What Colorado needs is some way to break the Gordian knot of the state constitutional and federal law barriers that stand in its way in this overconstrained environment, perhaps in the form of direction from the courts regarding which of its conflicting obligations it is allowed to breach. Federal law, when mandatory, pre-empts state law, but when it merely assigns consequences fiscally for disobedience, as is the case in the Medicaid program, the case is not so clear. Determining which state constitutional provision can be ignored isn't easy either.

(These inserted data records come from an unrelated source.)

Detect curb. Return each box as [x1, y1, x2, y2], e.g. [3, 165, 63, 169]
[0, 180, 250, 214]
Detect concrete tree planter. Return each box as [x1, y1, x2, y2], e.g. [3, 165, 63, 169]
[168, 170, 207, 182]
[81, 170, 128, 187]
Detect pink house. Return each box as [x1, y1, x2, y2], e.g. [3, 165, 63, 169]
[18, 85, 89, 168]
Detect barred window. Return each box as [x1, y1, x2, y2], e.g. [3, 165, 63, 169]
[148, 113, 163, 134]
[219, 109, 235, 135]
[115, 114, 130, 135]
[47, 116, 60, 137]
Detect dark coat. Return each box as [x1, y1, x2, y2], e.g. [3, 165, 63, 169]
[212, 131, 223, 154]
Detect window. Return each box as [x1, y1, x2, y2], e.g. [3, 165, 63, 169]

But, the Courts, in depanding action from elective officials, aren't much better situated that the monarchs facing the original legislatures in England and France because they needed tax funds to meet their spending objectives. The principle that I call "sovereignty of the group" comes into play any time voters or a legislature is called upon to decided anything. They act without regard to the existence of outside constraints with impunity, and the process effectively guarantees their right to make decisions that courts or any other rational observer would find to be irrational.

In the end, I don't disagree that education is underfunded in Colorado, but I don't see a politically possible way to resolve the problem unless the Courts give the Governor and legislature the authority to ignore TABOR in order to enact a constitutional funding system for education.